Though he is “ready” for his redeemer, Asterion has no idea of what form it might take. This shapeless readiness without pre-figuration is an essential element of redemption. He gives himself to Theseus, and we cannot know if he was wrong. Did Theseus slay the minotaur or did the minotaur find redemption in Theseus?

Thursday, February 4, 2010

Fictions, J.L. Borges

Origin, originality, and time recur as principal touchstones in these highly original stories in which no originality per se is described—rather, endless re-creation of an all-encompassing and timeless original. The dreamer of “The Circular Ruins” finds out that he, too, is but a dream. Of course they are clever, but not merely clever—the source they return to every time is the transcendent and mysterious power that animates life, and the powers that reconfigure, slow and destroy it, in turn.

I understand that Borges is often referred to as foreshadowing post-modern literary concerns, such as the inclusion of the response of the reader (an idea that to me is marvelously Borgesian, because it identifies the book, not the reader, as being the active agent). Also, Borges will have to be credited with foreshadowing the current art world tendency away from the idea of genius as being individual or particular.

Any number of passages could be cited, but page 76 seems especially rich. In one paragraph Borges includes the principles of all perception, art, psychology, and Einstein’s definitions of relativity and acceleration in the “greater than” and “less than” reference—think of a black and white photograph that exists only as areas that are lighter or darker than each other.

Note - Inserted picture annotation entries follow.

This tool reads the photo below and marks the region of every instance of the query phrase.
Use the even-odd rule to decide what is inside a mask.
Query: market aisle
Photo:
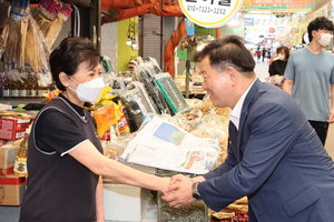
[[[266,61],[257,62],[255,65],[255,73],[259,79],[268,77],[268,63]],[[334,123],[330,125],[325,148],[332,159],[334,159]]]

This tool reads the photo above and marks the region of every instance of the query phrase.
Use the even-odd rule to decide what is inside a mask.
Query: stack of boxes
[[[26,178],[14,176],[13,167],[31,121],[32,118],[20,119],[0,112],[0,205],[20,205],[22,202]]]

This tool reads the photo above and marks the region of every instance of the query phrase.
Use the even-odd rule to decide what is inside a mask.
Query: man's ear
[[[63,87],[67,88],[69,85],[70,78],[65,72],[59,73],[59,80],[63,84]]]

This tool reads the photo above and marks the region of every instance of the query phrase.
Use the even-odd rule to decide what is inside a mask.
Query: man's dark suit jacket
[[[250,222],[334,221],[334,163],[288,93],[256,80],[234,137],[198,184],[210,209],[247,195]]]

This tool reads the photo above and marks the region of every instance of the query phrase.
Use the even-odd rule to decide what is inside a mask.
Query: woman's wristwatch
[[[191,185],[193,198],[195,200],[200,200],[200,194],[198,193],[197,185],[198,185],[198,183],[193,183],[193,185]]]

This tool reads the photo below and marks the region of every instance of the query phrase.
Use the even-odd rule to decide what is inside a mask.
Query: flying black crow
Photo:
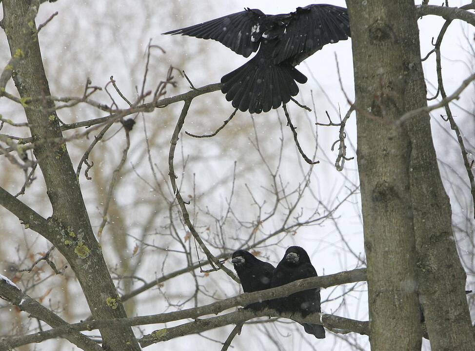
[[[221,78],[221,91],[234,107],[258,114],[297,95],[294,81],[303,84],[307,77],[295,66],[323,45],[347,39],[350,22],[346,9],[333,5],[309,5],[281,15],[248,8],[163,34],[213,39],[246,58],[258,49],[250,61]]]
[[[291,246],[285,252],[277,267],[274,270],[271,283],[272,288],[293,281],[317,276],[317,271],[310,262],[307,252],[299,246]],[[278,312],[297,312],[306,317],[311,313],[321,312],[320,289],[313,289],[299,292],[287,297],[272,301],[271,307]],[[305,332],[317,339],[325,338],[325,330],[321,325],[301,323]]]
[[[241,281],[244,292],[265,290],[271,287],[274,267],[270,263],[261,261],[245,250],[235,251],[231,262],[234,265],[234,269]],[[257,311],[266,307],[265,302],[256,302],[245,308]]]

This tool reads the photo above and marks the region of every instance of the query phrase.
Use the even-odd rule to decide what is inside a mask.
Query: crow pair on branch
[[[231,262],[244,292],[276,288],[317,275],[307,252],[299,246],[291,246],[287,249],[284,257],[275,268],[270,263],[261,261],[244,250],[235,252]],[[306,317],[311,313],[321,312],[320,303],[320,289],[313,289],[298,292],[286,297],[251,304],[245,308],[257,311],[269,307],[279,312],[298,313]],[[322,326],[310,323],[303,323],[302,325],[307,333],[317,339],[325,338],[325,329]]]
[[[265,15],[243,11],[164,34],[213,39],[250,60],[221,78],[221,91],[241,111],[267,112],[288,102],[298,93],[296,81],[307,77],[295,66],[323,45],[350,36],[347,9],[318,4],[294,12]]]

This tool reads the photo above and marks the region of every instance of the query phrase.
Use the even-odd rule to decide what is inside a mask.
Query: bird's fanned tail
[[[258,54],[250,61],[221,78],[221,91],[233,106],[251,113],[267,112],[290,100],[298,93],[296,81],[307,77],[288,63],[276,64]]]
[[[325,329],[321,325],[310,323],[300,323],[300,324],[303,326],[303,329],[307,334],[311,334],[317,339],[325,338]]]

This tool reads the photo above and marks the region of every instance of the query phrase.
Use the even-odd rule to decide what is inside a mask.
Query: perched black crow
[[[163,34],[181,34],[217,40],[250,61],[221,78],[221,91],[241,111],[267,112],[298,93],[296,84],[307,77],[295,66],[329,43],[350,37],[346,8],[317,4],[295,12],[265,15],[244,11]],[[260,49],[259,49],[260,46]]]
[[[317,275],[307,252],[299,246],[291,246],[274,270],[271,285],[275,288]],[[278,312],[297,312],[303,317],[311,313],[321,312],[320,290],[309,289],[287,297],[276,299],[272,301],[270,307]],[[321,325],[310,323],[303,323],[302,325],[307,333],[312,334],[317,339],[325,338],[325,329]]]
[[[271,279],[274,266],[261,261],[251,253],[245,250],[238,250],[233,254],[231,262],[241,281],[244,292],[265,290],[271,287]],[[265,302],[256,302],[246,306],[254,311],[267,307]]]

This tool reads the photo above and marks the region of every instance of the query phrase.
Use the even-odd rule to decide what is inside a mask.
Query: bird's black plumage
[[[280,286],[304,278],[317,276],[307,252],[299,246],[291,246],[283,258],[274,270],[271,286]],[[271,307],[278,312],[298,312],[305,317],[311,313],[321,312],[320,290],[309,289],[292,294],[287,297],[272,301]],[[305,332],[318,339],[325,337],[325,330],[321,325],[303,323]]]
[[[298,93],[295,82],[307,81],[295,66],[323,45],[350,36],[346,9],[326,4],[281,15],[247,8],[163,34],[213,39],[244,57],[258,49],[250,60],[221,78],[226,99],[251,113],[267,112],[288,102]]]
[[[234,265],[234,269],[241,281],[244,292],[253,292],[270,288],[274,269],[270,263],[260,260],[248,251],[241,250],[233,254],[231,262]],[[245,308],[256,311],[266,307],[267,303],[264,301],[251,304]]]

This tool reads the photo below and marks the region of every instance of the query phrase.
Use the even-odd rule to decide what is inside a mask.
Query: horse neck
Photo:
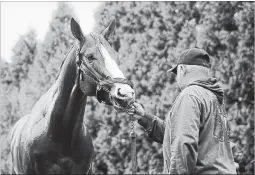
[[[52,105],[49,107],[48,134],[62,143],[73,142],[82,128],[86,96],[76,86],[76,49],[71,48],[55,83]]]

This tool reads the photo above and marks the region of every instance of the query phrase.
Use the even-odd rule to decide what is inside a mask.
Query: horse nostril
[[[118,95],[119,95],[119,96],[122,96],[122,97],[125,96],[125,95],[123,95],[123,94],[120,93],[120,88],[118,88]]]

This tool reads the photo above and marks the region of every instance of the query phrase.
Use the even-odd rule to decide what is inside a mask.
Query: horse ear
[[[116,22],[114,19],[102,32],[102,35],[105,37],[106,40],[108,40],[110,38],[111,34],[114,32],[115,25],[116,25]]]
[[[73,18],[71,19],[71,31],[73,36],[80,42],[84,40],[84,35],[82,33],[81,27]]]

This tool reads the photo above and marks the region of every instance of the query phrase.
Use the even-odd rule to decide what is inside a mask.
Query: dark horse
[[[83,35],[71,19],[77,39],[56,82],[22,117],[11,133],[13,173],[89,174],[93,144],[83,122],[87,96],[125,110],[134,101],[132,83],[116,64],[118,54],[107,39],[115,21],[101,35]]]

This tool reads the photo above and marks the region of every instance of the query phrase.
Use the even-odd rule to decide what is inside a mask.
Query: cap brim
[[[174,74],[177,75],[177,65],[172,67],[171,69],[167,70],[167,72],[173,72]]]

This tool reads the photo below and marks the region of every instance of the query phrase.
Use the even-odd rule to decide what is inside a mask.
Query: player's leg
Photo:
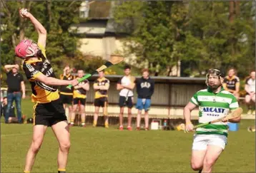
[[[251,96],[249,94],[247,94],[245,95],[245,101],[248,108],[247,115],[251,115],[252,114]]]
[[[99,98],[94,99],[94,122],[92,124],[92,127],[96,127],[97,122],[98,122],[98,116],[99,116]]]
[[[127,129],[128,130],[132,130],[132,108],[133,106],[133,102],[132,102],[132,97],[128,98],[128,103],[127,103],[127,107],[128,107],[128,126]]]
[[[81,121],[82,121],[82,126],[85,127],[85,104],[86,100],[85,98],[82,98],[80,100],[80,115],[81,115]]]
[[[234,95],[235,95],[235,97],[237,98],[237,102],[238,102],[238,101],[239,101],[239,98],[240,98],[240,93],[235,93]]]
[[[7,108],[6,108],[6,115],[4,117],[5,123],[8,123],[9,117],[10,116],[11,108],[14,100],[14,97],[13,95],[14,95],[13,93],[7,93]]]
[[[149,110],[150,108],[150,105],[151,105],[151,100],[150,99],[146,99],[146,103],[144,105],[144,109],[145,110],[145,130],[149,130]]]
[[[30,172],[32,169],[36,154],[39,151],[40,147],[43,142],[44,136],[46,129],[46,125],[36,125],[34,126],[32,143],[26,154],[24,172]]]
[[[124,117],[124,109],[125,97],[119,96],[119,105],[120,108],[119,113],[119,130],[123,130],[123,117]]]
[[[213,165],[222,152],[222,148],[216,145],[208,145],[204,159],[202,172],[212,172]]]
[[[140,120],[142,119],[142,110],[138,109],[138,114],[137,115],[137,130],[140,130]]]
[[[95,106],[93,127],[96,127],[98,121],[99,107]]]
[[[68,122],[70,122],[71,115],[72,112],[72,100],[73,100],[73,95],[67,95],[67,106],[68,107],[68,114],[66,115],[67,119]]]
[[[78,105],[78,99],[74,98],[72,111],[71,117],[70,117],[70,125],[71,126],[74,126],[74,119],[76,117],[76,112],[77,112],[77,105]]]
[[[253,111],[252,114],[255,115],[255,94],[252,95],[252,101],[253,102]]]
[[[70,134],[67,121],[61,121],[51,126],[59,145],[58,153],[58,172],[65,172],[70,148]]]
[[[72,103],[71,103],[69,105],[69,119],[67,120],[68,120],[68,122],[70,123],[71,122],[71,116],[72,115]]]
[[[209,135],[202,172],[212,172],[213,165],[226,146],[227,140],[225,135]]]
[[[21,121],[21,93],[17,93],[14,94],[14,100],[16,105],[16,109],[17,111],[18,122],[22,123]]]
[[[140,130],[140,120],[142,119],[142,110],[143,109],[142,100],[141,98],[137,98],[136,103],[136,108],[138,110],[138,113],[137,115],[137,130]]]
[[[101,100],[101,106],[102,107],[104,126],[106,128],[109,127],[109,116],[107,115],[107,98],[103,98]]]
[[[204,159],[207,150],[207,136],[195,135],[191,157],[191,167],[194,171],[202,169]]]

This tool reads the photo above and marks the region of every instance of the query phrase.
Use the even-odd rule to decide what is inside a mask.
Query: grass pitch
[[[255,133],[242,120],[230,132],[228,145],[215,172],[254,172]],[[1,125],[1,172],[22,172],[31,140],[31,125]],[[189,166],[193,135],[178,131],[122,131],[117,127],[71,130],[67,172],[193,172]],[[32,172],[56,172],[58,143],[48,128]]]

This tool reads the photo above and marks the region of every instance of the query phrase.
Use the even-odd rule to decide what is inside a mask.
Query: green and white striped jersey
[[[199,106],[199,123],[205,123],[226,116],[230,110],[239,107],[236,98],[231,93],[224,90],[214,93],[208,88],[196,93],[190,102]],[[227,123],[215,122],[196,130],[197,134],[218,134],[227,137]]]

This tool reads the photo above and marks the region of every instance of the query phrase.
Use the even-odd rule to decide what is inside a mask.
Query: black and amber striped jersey
[[[235,86],[240,84],[239,78],[233,75],[230,78],[228,75],[224,78],[223,86],[226,85],[229,90],[235,90]]]
[[[74,75],[71,75],[71,74],[69,74],[69,75],[64,75],[63,74],[61,74],[60,75],[60,79],[61,80],[72,80],[73,79],[74,79]],[[62,94],[62,95],[73,95],[73,90],[74,90],[74,88],[72,87],[70,89],[69,88],[67,88],[67,85],[61,85],[60,87],[60,89],[59,89],[59,93]]]
[[[79,80],[79,78],[77,78],[77,80]],[[86,84],[87,83],[89,83],[89,80],[84,80],[84,81],[79,83],[77,85],[78,86],[81,86],[83,85],[84,84]],[[87,98],[87,90],[83,89],[83,88],[79,88],[79,89],[74,89],[73,91],[73,98]]]
[[[94,86],[109,86],[109,80],[106,78],[97,78],[94,83]],[[95,90],[95,98],[107,97],[107,90]]]
[[[45,48],[40,44],[38,46],[45,58],[25,61],[23,63],[23,69],[31,86],[32,102],[45,103],[57,100],[59,95],[56,86],[49,86],[36,80],[37,76],[40,74],[55,78],[54,70],[46,58]]]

The next sentence includes the scientific notion that is most clearly associated with Quantum physics in the reference to counting, and how the act “changes” the outcome, a concept now universally understood in many fields, say, sociology, and Borges includes it here as a funny aside that contests the notion of fixed ideas of reality while at the same time suggesting that, at base, everything is “fixed”—just a different view of the one eternal “it.” And yet, at the same time, agreement is most often merely the predictable result of forgetfulness, or collective expectations and coercion.

My favorite of these stories so far is “Menard.” How perfect for the consummate artist to avoid tautology by working steadfastly on something not of his own creation (Cervantes’ “Quixote”). The principle theme that strikes me is life in its present moment, the only moment in which one can “do” anything. Menard is like a monk making a sand painting of the divine.